ゆ る す ま 谷

 昔、松にゆるすま谷というところがあった。そこであった話だそうです。

ある日、りょうさんと、ごんさんという男が、ゆるすま谷にはぜ取りに行った。はぜの実はろうそくの原料になる。木に登ってその実を採るのである。

そこに、親方が通りがかった。
「あのやろうに、この木の上から、しょんべんをひっかけてやろう。」
と、ごんさんが言った。そして冗談かと思ったが本当にしょんべんをかけてしまったのである。
 親方はそれがしょんべんだとわかると真っ赤になって怒り、
「おー、ぬくい雨が降ってきたと思ったらお前らか。おりてこい。」
と叫んだ。するとごんさんは、 「私は、木からおりてしょんべんなどしおったら時間がないから、ここからしただけで、親方がおったとは知りませんでした。もう、親方にこんな失礼なことをして、生きていられません。飛び降りて死にます。」
と言って、飛び降りようと片足をあげ両手を広げて飛び降りるまねしました。
 実ははぜを取るときはロ−プを体にまいて落ちないようにしているので、こんなことをしても何ともない。

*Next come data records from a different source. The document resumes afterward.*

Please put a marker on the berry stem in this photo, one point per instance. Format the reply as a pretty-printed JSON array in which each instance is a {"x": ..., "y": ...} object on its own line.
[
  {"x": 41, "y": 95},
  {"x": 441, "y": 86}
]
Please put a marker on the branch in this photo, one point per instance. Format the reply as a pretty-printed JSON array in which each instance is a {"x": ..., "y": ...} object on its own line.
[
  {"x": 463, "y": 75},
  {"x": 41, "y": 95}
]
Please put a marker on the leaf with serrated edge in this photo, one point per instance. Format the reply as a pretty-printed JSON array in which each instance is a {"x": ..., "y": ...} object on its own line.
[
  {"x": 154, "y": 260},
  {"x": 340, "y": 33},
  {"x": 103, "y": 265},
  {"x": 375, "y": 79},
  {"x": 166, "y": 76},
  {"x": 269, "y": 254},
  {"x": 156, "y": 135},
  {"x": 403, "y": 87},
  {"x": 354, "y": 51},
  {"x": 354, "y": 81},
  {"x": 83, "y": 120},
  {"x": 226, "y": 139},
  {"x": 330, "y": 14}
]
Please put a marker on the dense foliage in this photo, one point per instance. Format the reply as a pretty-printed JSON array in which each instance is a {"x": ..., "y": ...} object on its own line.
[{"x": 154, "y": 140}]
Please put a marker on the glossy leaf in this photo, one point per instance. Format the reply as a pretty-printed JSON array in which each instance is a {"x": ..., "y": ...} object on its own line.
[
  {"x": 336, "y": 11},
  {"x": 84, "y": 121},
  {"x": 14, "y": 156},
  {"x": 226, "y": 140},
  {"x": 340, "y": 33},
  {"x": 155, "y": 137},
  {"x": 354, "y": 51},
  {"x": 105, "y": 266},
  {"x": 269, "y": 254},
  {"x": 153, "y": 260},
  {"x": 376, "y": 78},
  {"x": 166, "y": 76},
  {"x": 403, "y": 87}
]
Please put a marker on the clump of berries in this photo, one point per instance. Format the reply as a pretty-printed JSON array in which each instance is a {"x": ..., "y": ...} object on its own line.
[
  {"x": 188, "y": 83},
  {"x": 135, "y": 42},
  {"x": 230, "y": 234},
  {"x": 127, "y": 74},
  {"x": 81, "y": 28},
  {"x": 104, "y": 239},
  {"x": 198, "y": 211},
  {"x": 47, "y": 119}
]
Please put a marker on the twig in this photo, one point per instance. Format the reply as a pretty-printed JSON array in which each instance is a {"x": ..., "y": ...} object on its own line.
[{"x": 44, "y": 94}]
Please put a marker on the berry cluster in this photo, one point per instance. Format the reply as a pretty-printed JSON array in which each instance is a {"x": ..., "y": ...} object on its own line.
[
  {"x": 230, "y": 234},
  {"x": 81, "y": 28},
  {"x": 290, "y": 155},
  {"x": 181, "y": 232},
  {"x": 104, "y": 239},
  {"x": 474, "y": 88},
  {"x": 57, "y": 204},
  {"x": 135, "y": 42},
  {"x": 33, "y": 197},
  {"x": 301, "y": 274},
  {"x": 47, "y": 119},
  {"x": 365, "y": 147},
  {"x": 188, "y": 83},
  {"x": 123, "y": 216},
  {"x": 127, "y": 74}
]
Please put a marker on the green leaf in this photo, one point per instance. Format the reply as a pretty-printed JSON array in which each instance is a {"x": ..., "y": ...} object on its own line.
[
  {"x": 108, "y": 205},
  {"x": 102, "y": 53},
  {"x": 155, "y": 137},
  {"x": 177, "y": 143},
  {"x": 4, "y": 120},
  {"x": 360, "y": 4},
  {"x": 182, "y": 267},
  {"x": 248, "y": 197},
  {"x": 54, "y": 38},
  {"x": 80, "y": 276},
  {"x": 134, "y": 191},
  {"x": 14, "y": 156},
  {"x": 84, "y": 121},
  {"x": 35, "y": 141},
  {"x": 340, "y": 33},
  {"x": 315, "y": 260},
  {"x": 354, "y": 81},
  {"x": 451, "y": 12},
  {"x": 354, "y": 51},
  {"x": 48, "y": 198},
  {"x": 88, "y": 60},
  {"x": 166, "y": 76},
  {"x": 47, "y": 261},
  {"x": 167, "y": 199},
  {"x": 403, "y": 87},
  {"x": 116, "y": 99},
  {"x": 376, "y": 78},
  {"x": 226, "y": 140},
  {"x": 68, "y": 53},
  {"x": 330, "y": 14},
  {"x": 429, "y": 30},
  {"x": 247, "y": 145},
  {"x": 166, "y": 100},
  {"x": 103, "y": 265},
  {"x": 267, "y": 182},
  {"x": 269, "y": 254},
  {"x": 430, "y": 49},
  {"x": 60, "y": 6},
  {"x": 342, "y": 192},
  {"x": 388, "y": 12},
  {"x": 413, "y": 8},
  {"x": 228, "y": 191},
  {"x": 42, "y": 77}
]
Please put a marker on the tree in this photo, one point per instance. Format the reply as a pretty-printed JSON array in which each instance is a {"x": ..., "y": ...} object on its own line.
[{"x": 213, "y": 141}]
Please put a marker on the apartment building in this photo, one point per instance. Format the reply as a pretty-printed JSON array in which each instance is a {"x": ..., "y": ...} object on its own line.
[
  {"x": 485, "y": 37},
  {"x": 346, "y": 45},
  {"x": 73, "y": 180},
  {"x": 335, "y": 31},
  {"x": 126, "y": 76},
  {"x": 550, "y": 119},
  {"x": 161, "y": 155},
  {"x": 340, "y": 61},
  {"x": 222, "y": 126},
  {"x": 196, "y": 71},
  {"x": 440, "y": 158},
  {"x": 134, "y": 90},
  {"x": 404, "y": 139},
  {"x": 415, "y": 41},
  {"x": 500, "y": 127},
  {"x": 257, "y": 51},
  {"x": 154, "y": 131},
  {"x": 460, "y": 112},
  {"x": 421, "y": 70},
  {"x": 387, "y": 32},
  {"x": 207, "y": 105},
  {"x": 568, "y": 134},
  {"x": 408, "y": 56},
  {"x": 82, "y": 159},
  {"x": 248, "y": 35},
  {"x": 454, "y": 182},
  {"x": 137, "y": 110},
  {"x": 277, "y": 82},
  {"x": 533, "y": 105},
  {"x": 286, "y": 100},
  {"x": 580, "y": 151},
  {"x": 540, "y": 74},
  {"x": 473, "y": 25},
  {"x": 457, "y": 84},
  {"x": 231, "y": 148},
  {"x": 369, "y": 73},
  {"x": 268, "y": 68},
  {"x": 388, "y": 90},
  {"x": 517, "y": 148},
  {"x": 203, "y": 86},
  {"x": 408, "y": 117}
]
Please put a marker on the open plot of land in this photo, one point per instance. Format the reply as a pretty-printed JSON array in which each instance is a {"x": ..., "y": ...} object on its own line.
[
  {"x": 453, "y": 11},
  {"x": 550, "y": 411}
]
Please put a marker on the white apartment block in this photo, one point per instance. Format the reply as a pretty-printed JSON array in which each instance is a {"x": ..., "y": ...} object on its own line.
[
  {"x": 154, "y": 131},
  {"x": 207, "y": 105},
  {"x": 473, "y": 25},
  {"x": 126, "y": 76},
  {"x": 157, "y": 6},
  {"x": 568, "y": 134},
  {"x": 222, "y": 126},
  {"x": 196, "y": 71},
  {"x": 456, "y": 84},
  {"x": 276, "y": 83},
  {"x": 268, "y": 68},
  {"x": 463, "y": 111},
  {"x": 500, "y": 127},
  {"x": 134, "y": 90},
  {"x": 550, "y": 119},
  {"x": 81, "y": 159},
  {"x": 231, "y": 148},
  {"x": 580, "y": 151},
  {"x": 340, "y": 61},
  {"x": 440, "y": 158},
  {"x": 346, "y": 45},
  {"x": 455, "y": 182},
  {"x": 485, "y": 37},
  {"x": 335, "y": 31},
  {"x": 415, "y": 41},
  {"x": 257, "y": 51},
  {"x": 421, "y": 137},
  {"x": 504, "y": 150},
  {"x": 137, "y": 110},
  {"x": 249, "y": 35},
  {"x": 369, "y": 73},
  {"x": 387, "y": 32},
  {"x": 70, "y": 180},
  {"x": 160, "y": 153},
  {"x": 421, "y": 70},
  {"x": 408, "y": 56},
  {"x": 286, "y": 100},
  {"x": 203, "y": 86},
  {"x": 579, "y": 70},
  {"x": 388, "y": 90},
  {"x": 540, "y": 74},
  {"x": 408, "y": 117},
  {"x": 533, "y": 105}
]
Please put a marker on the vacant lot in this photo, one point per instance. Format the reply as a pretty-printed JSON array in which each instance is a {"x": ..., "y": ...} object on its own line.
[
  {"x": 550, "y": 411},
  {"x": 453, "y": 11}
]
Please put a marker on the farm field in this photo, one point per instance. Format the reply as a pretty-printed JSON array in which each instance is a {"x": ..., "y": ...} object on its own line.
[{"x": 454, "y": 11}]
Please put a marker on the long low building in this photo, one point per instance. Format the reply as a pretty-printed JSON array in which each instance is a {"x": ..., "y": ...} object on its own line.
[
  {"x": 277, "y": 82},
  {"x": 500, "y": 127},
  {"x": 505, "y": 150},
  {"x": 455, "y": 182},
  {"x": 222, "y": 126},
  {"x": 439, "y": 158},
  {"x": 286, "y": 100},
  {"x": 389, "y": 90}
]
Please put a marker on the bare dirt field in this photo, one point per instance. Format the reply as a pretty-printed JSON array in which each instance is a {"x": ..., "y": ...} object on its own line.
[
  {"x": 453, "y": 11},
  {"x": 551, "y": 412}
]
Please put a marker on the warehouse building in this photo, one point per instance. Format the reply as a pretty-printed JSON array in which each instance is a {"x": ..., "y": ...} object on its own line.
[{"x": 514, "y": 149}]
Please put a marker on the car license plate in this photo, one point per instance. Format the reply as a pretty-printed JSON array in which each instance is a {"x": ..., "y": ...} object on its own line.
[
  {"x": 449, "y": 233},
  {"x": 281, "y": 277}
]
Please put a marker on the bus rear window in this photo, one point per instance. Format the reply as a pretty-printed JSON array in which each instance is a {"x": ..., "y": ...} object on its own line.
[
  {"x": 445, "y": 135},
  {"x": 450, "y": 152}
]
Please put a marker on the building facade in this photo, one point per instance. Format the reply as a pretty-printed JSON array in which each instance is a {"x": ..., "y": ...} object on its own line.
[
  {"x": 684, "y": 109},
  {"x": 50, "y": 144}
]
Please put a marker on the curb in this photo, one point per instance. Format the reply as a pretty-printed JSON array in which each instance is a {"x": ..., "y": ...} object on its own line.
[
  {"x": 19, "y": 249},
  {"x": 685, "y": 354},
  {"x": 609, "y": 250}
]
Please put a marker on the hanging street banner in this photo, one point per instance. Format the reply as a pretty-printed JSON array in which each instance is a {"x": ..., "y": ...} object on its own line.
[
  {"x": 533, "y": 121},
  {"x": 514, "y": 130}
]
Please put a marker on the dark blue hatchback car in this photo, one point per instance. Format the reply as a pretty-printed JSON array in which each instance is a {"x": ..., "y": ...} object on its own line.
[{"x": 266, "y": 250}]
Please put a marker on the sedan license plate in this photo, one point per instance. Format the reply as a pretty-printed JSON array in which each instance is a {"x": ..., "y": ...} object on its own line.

それを見た親方は、さすがにこんなことで死なれたら困るので
「あー、ごんさん。わしはなんとも思っとらん。じゃけん死ぬのだけわやめてくれ。」
と叫びましたが、ごんさんは
「いいえ、こんなことをしては生きておられません。」
と言って飛び降りようとします。

困った親方は
「お−い、りょうさんなんとかしてくれ。」
とりょうさんに頼みました。するとりょうさんは
「まあ無理だな。ごんは思ったらなんでもする男やけん。でも...ひょっとして酒一本持ってくりゃ分からんがな。」
と言った。親方はしかたなく
「一本でも二本でももってくるから。ごんさん死なないでくれよ。」
と言って急いでうちまでお酒を取りに帰ったのだそうだ。

 親方はしょんべんをかけられた上に、酒を何本も飲まれて大変損をし、一方二人は酒を飲みながらにっこりと笑ったということです。